Blood is usually transfused to replace red blood cells that carry oxygen. Various situations necessitate transfusion: Blood loss due to bleeding, surgery or a medical procedure. Medical conditions that prevent the body from producing new blood cells. Red blood cells normally have a life of 3 months. However, medical conditions such as anemia, kidney disease, cancer, leukemia, chemotherapy, and chronic disease may prevent the production of new blood cells. Transfusion may be necessary until the body is able to produce its own blood cells. Disease or blood loss that hinder the clotting process in a patient's blood. Plasma and fresh frozen plasma transfused separately may be necessary to promote proper clotting.

If I need blood, can I receive only my specific blood type?
Not necessarily. If you refer to the Blood Types Reference Chart, you will see which blood types are compatible for transfusion.

Can the Blood Center find out my blood type for me?
The UCSF Blood Center does not do pre-typing before donation. However, if a unit is donated, the type will be available to the donor 24 hours after donation.

What are the sources of blood for transfusion?
There are three sources of blood for transfusion: Autologous donation means to receive your own blood. This is normally the safest blood to receive. People of almost any age can donate for themselves, especially prior to surgery or a medical procedure. You may be able to donate for yourself, even if you are ineligible for allogeneic donation. Ask your physician if you are able to self-donate. Designated donation means to receive others' blood, such as family or friends. Allogenic blood donation is available from the general blood supply and may be ordered for your needs by your physician. Various factors, such as donation constraints due to your medical condition, urgency, or lack of donors, may necessitate the use of this blood source.

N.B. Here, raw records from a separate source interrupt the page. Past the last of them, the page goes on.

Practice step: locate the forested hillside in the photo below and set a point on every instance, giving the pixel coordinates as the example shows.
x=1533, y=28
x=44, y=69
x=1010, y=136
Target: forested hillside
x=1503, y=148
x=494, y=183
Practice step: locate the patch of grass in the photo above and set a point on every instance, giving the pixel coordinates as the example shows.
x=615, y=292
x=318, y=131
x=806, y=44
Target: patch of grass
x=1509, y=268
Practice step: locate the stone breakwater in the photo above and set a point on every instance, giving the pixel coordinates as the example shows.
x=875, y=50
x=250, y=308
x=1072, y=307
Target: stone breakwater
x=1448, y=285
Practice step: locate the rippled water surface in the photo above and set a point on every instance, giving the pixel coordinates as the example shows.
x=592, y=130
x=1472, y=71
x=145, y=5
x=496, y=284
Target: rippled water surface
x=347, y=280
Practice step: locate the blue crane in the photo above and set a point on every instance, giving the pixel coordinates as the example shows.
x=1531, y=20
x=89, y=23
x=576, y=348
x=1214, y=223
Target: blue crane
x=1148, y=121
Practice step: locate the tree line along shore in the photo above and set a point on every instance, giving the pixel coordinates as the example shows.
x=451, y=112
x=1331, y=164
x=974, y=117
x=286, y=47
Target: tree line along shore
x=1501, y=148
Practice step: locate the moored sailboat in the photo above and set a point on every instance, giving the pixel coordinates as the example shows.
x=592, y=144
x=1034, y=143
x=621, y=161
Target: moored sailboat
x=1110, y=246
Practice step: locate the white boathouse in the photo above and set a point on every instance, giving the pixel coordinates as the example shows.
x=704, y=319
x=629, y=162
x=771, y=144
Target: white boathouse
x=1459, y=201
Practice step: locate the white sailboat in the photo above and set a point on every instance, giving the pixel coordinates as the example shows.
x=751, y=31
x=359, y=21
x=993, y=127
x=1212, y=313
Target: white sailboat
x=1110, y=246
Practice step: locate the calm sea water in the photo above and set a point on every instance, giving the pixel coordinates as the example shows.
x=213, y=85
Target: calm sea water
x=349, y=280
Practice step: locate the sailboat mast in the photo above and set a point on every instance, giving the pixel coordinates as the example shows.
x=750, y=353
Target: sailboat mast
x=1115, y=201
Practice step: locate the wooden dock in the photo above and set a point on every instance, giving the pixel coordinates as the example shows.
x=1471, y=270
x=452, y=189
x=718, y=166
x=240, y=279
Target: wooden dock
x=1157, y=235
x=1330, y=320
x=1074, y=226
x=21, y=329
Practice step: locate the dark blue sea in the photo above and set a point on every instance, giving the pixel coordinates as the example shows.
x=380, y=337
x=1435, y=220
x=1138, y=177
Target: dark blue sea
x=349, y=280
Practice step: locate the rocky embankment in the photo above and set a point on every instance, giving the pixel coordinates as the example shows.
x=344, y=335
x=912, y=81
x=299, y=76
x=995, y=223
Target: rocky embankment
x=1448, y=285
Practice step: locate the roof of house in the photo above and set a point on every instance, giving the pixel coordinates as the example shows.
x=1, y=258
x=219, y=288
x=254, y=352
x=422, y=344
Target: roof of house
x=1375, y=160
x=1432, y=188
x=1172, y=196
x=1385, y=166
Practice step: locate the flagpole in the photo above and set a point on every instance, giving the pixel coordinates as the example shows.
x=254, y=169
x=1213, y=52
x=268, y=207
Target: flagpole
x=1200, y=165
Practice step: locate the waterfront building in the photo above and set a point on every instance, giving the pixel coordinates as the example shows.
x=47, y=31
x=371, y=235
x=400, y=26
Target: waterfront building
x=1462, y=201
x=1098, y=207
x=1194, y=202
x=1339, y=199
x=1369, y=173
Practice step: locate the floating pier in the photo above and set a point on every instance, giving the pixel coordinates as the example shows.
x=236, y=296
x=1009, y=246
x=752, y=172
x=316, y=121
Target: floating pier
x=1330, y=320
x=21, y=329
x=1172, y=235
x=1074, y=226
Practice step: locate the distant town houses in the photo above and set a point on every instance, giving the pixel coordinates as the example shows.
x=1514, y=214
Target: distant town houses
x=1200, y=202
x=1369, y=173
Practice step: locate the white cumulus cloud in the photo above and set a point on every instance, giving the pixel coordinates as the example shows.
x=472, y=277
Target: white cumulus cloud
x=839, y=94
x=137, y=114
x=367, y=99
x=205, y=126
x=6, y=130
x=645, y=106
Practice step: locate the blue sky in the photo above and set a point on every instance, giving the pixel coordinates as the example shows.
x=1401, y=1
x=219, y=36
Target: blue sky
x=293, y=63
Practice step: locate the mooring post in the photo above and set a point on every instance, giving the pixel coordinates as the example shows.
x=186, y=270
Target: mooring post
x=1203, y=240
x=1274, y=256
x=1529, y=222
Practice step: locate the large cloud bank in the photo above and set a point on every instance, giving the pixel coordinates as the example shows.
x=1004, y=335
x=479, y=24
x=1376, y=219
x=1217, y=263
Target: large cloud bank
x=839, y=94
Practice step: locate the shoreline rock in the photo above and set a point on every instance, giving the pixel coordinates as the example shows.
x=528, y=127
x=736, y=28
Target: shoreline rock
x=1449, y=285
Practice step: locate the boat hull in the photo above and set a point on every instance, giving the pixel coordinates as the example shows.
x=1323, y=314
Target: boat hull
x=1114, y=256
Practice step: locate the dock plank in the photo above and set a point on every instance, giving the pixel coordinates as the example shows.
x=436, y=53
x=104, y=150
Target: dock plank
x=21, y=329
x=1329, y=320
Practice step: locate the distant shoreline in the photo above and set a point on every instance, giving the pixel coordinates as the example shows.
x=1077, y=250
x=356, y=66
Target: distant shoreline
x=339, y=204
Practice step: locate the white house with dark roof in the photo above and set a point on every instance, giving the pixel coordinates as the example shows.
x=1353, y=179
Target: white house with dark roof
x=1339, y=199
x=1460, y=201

Are there risks in receiving designated donor or allogeneic blood?
All donors are screened and donor blood tested, but there are still risks with any transfusion. The following are odds of infection from studies published in 1996. Infection with the AIDS virus: 1 in 675,000 transfusions. Infection with HTLV: 1 in 640,000 transfusions. Infection with Hepatitis B virus: 1 in 63,000 transfusions. Infection with Hepatitis C virus: 1 in 100,000 transfusions. Other possible adverse reactions to a blood product include: Graft versus Host Disease (GVHD) - A potentially life-threatening reaction from transfusion between blood relatives. Irradiation of the donated blood prevents this occurence, and is performed on all units of designated donor blood from blood relatives.
As a precaution, women who may become pregnant should not receive a designated donation from their husband or partner, as it may be harmful to future children. Severe allergic reaction to a blood product — 1 in 100,000 transfusions. Most allergic reactions are mild and cause a slight fever or rash.

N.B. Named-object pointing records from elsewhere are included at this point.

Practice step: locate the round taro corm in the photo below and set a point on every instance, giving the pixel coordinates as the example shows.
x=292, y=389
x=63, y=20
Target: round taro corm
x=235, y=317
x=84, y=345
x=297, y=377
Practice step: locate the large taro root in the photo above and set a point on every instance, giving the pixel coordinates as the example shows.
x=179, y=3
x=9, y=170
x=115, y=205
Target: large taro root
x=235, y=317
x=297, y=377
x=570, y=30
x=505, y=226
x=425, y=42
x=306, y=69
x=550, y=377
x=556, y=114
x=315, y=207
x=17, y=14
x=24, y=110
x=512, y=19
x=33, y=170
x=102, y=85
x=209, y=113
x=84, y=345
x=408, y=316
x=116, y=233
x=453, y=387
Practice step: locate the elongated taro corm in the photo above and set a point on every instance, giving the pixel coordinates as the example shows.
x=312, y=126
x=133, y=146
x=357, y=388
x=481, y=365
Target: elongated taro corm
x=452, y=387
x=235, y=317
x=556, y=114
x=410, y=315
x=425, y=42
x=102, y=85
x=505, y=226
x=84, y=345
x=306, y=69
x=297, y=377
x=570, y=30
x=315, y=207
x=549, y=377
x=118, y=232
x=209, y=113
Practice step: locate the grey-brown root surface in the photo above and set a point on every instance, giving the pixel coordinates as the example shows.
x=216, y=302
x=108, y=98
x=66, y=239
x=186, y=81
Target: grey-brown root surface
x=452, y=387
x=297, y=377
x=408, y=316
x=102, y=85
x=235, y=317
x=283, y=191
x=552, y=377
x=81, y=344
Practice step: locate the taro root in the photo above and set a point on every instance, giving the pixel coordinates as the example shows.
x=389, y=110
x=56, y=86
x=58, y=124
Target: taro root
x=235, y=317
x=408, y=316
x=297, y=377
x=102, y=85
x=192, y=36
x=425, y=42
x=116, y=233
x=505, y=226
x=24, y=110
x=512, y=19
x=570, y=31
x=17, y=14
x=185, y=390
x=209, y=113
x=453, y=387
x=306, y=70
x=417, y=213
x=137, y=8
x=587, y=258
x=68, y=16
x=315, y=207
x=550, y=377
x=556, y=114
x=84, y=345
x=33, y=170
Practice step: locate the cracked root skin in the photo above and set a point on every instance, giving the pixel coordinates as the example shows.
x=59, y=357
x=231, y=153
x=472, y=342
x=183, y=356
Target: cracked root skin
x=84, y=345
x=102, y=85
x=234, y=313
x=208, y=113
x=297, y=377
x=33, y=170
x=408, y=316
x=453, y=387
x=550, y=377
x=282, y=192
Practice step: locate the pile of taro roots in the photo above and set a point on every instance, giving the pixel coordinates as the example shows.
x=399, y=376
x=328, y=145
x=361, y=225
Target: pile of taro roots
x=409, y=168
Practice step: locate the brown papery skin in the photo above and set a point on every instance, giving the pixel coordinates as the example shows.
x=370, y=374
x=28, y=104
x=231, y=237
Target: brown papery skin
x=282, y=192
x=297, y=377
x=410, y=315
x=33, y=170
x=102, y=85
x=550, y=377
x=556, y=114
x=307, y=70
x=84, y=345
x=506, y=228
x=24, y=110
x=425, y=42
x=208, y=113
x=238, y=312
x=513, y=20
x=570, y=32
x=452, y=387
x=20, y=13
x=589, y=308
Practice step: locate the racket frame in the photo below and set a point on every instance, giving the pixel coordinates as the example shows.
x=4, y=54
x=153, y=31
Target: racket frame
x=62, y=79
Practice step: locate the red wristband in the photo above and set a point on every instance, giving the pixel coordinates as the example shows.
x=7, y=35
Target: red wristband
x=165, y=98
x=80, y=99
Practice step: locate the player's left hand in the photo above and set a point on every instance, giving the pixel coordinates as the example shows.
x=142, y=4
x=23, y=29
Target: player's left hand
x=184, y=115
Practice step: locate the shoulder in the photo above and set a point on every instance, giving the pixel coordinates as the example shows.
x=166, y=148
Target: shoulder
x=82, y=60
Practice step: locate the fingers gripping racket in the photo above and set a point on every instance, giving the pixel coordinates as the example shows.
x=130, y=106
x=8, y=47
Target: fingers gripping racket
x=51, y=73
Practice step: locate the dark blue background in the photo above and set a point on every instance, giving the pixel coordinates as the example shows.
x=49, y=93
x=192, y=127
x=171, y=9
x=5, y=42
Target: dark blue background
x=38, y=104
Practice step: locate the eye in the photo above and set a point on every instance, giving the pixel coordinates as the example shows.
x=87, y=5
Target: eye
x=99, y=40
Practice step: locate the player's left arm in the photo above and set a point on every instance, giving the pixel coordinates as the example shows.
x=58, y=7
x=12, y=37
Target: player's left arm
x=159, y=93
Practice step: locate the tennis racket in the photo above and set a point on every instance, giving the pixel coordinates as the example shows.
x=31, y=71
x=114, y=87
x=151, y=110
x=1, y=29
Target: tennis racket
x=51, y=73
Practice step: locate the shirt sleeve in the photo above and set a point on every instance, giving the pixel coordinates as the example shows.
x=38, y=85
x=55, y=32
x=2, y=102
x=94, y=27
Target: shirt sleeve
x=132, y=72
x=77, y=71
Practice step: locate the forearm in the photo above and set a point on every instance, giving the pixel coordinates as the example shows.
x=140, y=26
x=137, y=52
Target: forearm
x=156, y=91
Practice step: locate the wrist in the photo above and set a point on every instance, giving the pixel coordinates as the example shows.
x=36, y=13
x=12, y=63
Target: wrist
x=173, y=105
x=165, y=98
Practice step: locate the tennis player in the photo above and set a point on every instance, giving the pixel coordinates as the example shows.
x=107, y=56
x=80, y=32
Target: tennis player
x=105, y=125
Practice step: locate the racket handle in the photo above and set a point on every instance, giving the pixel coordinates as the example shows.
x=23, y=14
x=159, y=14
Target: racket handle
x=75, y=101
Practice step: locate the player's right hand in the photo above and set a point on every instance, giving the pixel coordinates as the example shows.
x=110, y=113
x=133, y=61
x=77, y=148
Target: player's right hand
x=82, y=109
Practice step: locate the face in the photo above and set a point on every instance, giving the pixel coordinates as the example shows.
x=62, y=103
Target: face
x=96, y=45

How are blood donors selected?
All potential donors must undergo a screening process before donating. Medical history, medications, travel history and blood count are reviewed in donor selection. Donated blood is typed and tested for evidence of infection before released for use. A "crossmatch," or final check, is performed with the recipients' blood prior to transfusion. We advise all potential donors to answer screening and health questions carefully, to ensure the safety of the blood.